Banking headlines in 2005 were taken up by the online security threat posed by phishing and pharming attacks, but many of the biggest IT challenges lay in the back office.
Regulatory compliance was high on the agenda, with Basel 2's capital allocation requirements continuing to generate huge IT costs - estimated by Accenture at more than £2bn in the UK alone.
Another regulatory challenge for UK banks that fell on the IT department this year was the detection of money laundering and other fraudulent activities. The 2003 money laundering regulations brought in by the Financial Services Authority required banks to install anti-money-laundering systems that could provide reports on suspicious activities.

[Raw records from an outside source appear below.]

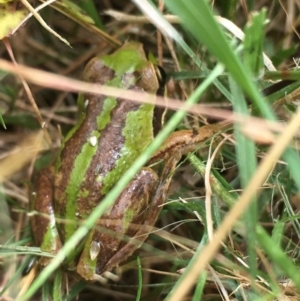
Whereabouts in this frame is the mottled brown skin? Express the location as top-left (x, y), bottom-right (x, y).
top-left (33, 44), bottom-right (227, 280)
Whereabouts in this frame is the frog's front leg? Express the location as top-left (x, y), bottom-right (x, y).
top-left (30, 167), bottom-right (62, 265)
top-left (77, 156), bottom-right (178, 280)
top-left (77, 164), bottom-right (176, 280)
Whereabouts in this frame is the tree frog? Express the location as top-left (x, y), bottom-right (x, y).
top-left (31, 42), bottom-right (225, 280)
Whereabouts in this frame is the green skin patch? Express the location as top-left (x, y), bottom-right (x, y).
top-left (61, 44), bottom-right (154, 244)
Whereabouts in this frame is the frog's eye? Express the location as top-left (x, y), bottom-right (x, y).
top-left (154, 65), bottom-right (167, 89)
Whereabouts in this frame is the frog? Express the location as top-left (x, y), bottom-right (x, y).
top-left (31, 42), bottom-right (222, 281)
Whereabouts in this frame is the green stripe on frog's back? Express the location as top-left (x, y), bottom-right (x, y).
top-left (98, 42), bottom-right (155, 194)
top-left (65, 97), bottom-right (117, 239)
top-left (101, 104), bottom-right (154, 194)
top-left (101, 42), bottom-right (149, 76)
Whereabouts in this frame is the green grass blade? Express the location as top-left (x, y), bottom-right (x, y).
top-left (165, 0), bottom-right (275, 120)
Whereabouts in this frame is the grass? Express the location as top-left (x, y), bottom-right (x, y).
top-left (0, 0), bottom-right (300, 301)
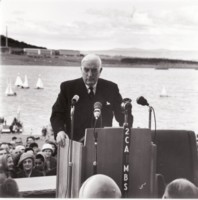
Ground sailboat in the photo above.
[160,86,168,97]
[5,82,17,96]
[36,75,44,89]
[15,73,23,87]
[21,75,30,89]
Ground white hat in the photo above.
[18,152,34,166]
[42,143,53,152]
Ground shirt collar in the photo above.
[85,83,97,94]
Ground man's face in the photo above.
[35,158,44,170]
[7,156,14,170]
[81,60,102,86]
[23,158,33,171]
[44,149,52,158]
[0,149,7,156]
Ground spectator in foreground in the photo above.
[17,152,43,178]
[35,152,47,176]
[79,174,122,198]
[42,143,57,171]
[163,178,198,199]
[0,178,20,198]
[0,154,16,178]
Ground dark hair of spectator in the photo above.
[0,178,20,198]
[29,142,38,149]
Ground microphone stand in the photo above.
[93,119,98,174]
[148,106,152,129]
[68,105,75,198]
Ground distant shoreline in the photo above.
[0,53,198,70]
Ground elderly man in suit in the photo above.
[50,54,132,145]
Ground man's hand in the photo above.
[56,131,69,147]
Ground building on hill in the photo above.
[58,49,80,57]
[23,48,40,57]
[24,48,54,58]
[0,46,10,54]
[10,48,24,55]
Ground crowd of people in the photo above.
[0,136,57,178]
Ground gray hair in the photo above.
[81,54,102,68]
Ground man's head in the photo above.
[81,54,102,86]
[79,174,122,198]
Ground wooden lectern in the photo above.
[56,128,156,198]
[82,128,156,198]
[56,140,83,198]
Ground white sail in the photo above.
[15,74,23,87]
[5,83,16,96]
[36,76,44,89]
[160,87,168,97]
[21,75,29,88]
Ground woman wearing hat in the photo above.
[0,154,16,178]
[17,152,43,178]
[42,143,57,171]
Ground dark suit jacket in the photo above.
[17,169,43,178]
[50,78,132,141]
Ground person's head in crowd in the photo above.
[24,147,34,154]
[15,137,23,146]
[163,178,198,199]
[8,142,15,153]
[12,136,17,141]
[79,174,122,198]
[29,142,39,155]
[0,154,14,177]
[47,141,57,156]
[15,145,25,154]
[34,152,47,173]
[42,143,53,159]
[26,136,35,147]
[0,172,7,184]
[0,142,10,153]
[18,152,34,172]
[0,147,8,157]
[0,178,20,198]
[81,54,102,87]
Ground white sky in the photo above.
[0,0,198,50]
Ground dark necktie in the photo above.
[89,87,94,99]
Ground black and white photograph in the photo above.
[0,0,198,199]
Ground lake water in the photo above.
[0,66,198,134]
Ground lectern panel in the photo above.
[82,128,154,198]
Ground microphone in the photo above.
[94,102,102,120]
[136,96,149,106]
[71,94,80,106]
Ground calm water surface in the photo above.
[0,66,198,134]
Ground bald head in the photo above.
[81,54,102,68]
[81,54,102,87]
[79,174,122,198]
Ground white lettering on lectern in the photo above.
[124,146,129,153]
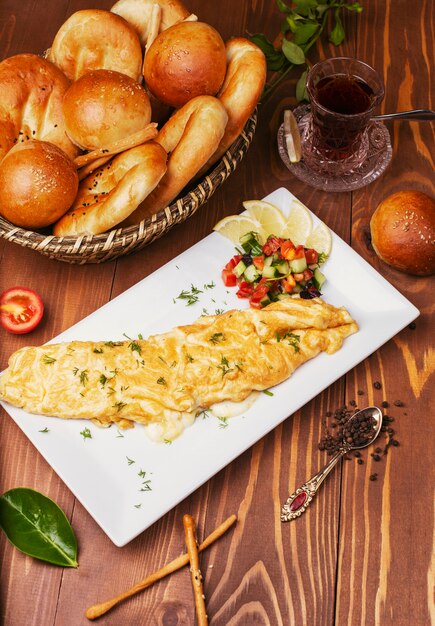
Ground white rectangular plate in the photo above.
[3,188,419,546]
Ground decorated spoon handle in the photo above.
[281,446,350,522]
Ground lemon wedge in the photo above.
[305,222,332,255]
[243,200,286,240]
[213,215,261,245]
[284,200,313,246]
[284,110,302,163]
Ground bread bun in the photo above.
[0,140,79,229]
[110,0,191,46]
[370,191,435,276]
[0,54,79,160]
[144,22,226,108]
[49,9,142,80]
[63,70,151,150]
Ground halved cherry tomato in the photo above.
[0,287,44,335]
[305,248,319,265]
[222,268,237,287]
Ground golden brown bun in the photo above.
[198,37,266,176]
[53,141,167,237]
[370,191,435,276]
[63,70,151,150]
[0,140,78,229]
[144,22,226,107]
[125,91,228,225]
[110,0,194,46]
[0,54,79,160]
[49,9,142,80]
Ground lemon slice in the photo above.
[305,222,332,255]
[243,200,286,240]
[284,110,302,163]
[213,215,261,245]
[284,200,313,246]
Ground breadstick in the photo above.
[183,515,208,626]
[74,122,157,169]
[86,515,237,620]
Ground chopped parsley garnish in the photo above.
[128,341,142,354]
[112,400,127,413]
[80,428,92,440]
[216,356,234,378]
[275,331,301,352]
[177,285,203,306]
[209,333,225,343]
[42,354,57,365]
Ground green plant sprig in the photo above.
[251,0,363,101]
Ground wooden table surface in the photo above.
[0,0,435,626]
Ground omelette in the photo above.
[0,298,358,430]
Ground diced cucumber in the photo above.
[233,260,246,278]
[262,265,276,278]
[243,264,259,283]
[275,261,290,276]
[313,268,326,289]
[290,256,307,274]
[240,231,263,256]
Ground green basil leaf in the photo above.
[282,39,305,65]
[294,0,317,15]
[0,487,78,567]
[296,70,309,102]
[329,9,344,46]
[249,33,287,72]
[276,0,291,13]
[293,22,319,46]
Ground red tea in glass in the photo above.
[304,57,384,166]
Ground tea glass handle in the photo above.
[372,109,435,121]
[281,446,350,522]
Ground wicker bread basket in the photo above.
[0,111,257,265]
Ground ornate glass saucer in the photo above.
[278,104,393,191]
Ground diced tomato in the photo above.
[222,268,237,287]
[236,280,254,298]
[305,248,319,265]
[225,254,242,270]
[251,283,269,300]
[252,254,264,270]
[281,239,295,261]
[302,269,314,280]
[263,235,284,256]
[281,274,296,293]
[0,287,44,335]
[294,241,305,259]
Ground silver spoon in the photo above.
[281,406,382,522]
[371,109,435,122]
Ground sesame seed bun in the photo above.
[370,191,435,276]
[63,70,151,150]
[0,140,79,230]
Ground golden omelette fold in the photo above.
[0,298,358,426]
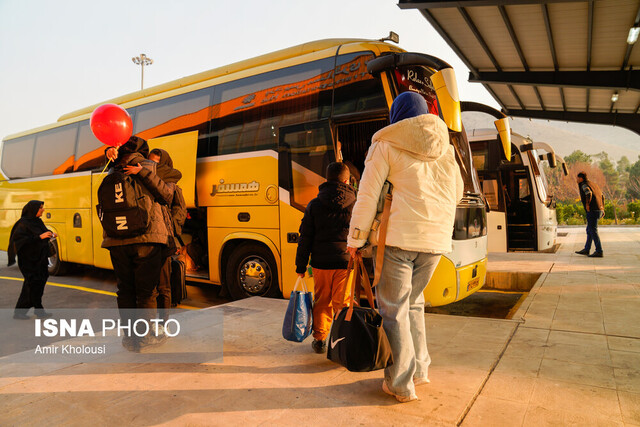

More fundamentally, however, many UK banks spent the year grappling with renewal programmes for their legacy banking systems. According to Accenture, one issue that continued to hold banks back this year lay in the complexity and lack of flexibility in many existing systems, which made the task of replacing them all the harder.
Forrester Research said high street banks were finding themselves hamstrung by the patchwork development and extension of their core banking systems over the past 20 years. It said that although most banks had identified a clear need to renew their existing infrastructure, the challenge of planning the renewal of every application in every workplace across multiple sites was proving difficult.
Investment banks, where many legacy systems have long since been replaced, faced different IT challenges. Many of these were driven by the competing demands of the regulatory environment and the need for ever-more computing power to stay competitive in a market where processing speed is crucial.